Our tests behave differently when the order of their execution changes. This is bad. You should always make sure that running your tests randomly or reversely doesn’t change the outcome of the test run. You can use a plugin like pytest-reverse2 to change your test execution order.

This happens because the data of the fixture create_files persists across multiple tests since it’s defined as a session-scoped fixture. Here, test_read_custom_content overwrites the default contents of the files and when the other test runs after this one, it can’t find the default content and hence raises an AssertionError. To fix this, we’ll need to make sure that the fixture’s state gets cleaned up after each test function executes.

One way to achieve this is by making the create_files fixture function-scoped; instead of session-scoped. If you decorate create_files with @pytest.fixture(scope="function") and then run the above snippet in a reverse manner, you’ll see that the error doesn’t occur this time. However, making the fixture function-scoped means, the fixture will be executed once before running each test function. This can be a deal breaker if the fixture has to perform some time-consuming setups.

To solve this, we can keep the create_files fixture session-scoped and use another function-scoped fixture to clean up its state. This way, before running each test function, the function-scoped fixture will clean up the state of the session-scoped fixture. We can write the previous example as follows:

# test_src.py
import pytest


@pytest.fixture(scope="session")
def create_files(tmp_path_factory):
    """Fixture that creates files in the tmp_path/tmp directory,
    writes something stuff, then and returns the directory."""

    directory = tmp_path_factory.mktemp("tmp")

    for filename in ("foo.txt", "bar.txt", "baz.txt"):
        file = directory / filename
        file.write_text("Hello, World!")
    yield directory


@pytest.fixture(scope="function")
def get_files(create_files):
    yield create_files
    # Clean up the files after each test function runs.
    for filename in ("foo.txt", "bar.txt", "baz.txt"):
        file = create_files / filename
        file.write_text("Hello, World!")


def test_read_custom_content(get_files):
    directory = get_files
    for filename in ("foo.txt", "bar.txt", "baz.txt"):
        file = directory / filename
        file.write_text("Hello, Mars!")

    assert file.read_text() == "Hello, Mars!"
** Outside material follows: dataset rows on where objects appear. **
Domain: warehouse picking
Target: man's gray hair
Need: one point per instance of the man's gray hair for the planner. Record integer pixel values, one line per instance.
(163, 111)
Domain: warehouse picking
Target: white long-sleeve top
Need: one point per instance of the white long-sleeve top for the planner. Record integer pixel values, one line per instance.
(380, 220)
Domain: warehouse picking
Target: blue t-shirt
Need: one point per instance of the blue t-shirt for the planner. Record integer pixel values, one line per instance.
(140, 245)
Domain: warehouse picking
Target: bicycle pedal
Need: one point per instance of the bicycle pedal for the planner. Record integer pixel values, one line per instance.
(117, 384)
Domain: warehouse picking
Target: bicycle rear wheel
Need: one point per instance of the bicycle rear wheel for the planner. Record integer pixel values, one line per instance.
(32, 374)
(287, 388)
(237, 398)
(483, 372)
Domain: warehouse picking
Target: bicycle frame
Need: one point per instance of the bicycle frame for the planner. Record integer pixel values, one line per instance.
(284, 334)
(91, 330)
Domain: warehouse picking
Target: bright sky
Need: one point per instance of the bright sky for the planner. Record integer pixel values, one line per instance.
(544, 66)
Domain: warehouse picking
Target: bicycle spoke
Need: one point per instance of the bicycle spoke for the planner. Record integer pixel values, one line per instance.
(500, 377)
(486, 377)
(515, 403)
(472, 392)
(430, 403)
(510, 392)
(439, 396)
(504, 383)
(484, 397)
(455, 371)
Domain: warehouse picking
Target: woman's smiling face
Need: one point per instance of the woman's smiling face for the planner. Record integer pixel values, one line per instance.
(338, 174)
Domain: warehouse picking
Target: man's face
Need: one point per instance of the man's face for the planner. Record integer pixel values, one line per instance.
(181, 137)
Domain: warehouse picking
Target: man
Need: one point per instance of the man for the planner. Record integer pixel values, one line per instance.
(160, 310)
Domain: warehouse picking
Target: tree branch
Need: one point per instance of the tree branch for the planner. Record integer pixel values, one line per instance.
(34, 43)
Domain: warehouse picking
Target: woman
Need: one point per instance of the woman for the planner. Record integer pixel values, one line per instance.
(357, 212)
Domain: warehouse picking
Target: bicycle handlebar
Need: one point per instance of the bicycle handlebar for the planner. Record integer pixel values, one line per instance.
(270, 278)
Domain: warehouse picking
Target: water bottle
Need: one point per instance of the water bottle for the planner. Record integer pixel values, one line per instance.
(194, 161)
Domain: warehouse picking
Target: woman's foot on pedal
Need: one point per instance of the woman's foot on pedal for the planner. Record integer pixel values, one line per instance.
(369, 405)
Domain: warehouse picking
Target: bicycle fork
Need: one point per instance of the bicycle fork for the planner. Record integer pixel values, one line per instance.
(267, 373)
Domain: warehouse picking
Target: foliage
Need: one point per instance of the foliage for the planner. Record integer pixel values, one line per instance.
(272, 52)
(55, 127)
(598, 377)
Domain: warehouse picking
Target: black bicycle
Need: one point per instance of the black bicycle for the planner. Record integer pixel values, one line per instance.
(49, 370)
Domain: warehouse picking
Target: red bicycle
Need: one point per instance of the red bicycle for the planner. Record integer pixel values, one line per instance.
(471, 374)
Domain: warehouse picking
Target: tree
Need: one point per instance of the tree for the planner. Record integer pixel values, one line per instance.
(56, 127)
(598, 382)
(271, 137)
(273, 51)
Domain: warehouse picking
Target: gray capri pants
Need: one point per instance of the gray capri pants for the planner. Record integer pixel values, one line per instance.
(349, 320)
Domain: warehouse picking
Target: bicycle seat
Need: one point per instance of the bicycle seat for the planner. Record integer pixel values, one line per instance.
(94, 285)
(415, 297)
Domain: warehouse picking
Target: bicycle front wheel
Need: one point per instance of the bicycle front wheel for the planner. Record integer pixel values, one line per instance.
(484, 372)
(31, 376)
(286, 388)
def test_read_default_content(get_files):
    directory = get_files

    for filename in ("foo.txt", "bar.txt", "baz.txt"):
        file = directory / filename
        assert file.read_text() == "Hello, World!"

Notice that I’ve swapped the order of the tests just for demonstration purposes. Here, we’ve defined another fixture called get_files which is function-scoped. Underneath, get_files uses create_files to create the file contents and then cleans up the state after the yield statement. We could refactor some of the clean-up code to make it DRY but I intentionally kept it verbose for simplicity’s sake.

In this case, the lighter get_files fixture gets executed before every test function runs and keeps the state of the create_files clean. On the other hand, the create_files fixture gets executed only once per test session. This time, if you run the tests, all the tests should pass successfully. We have successfully composed two different levels of fixture functions!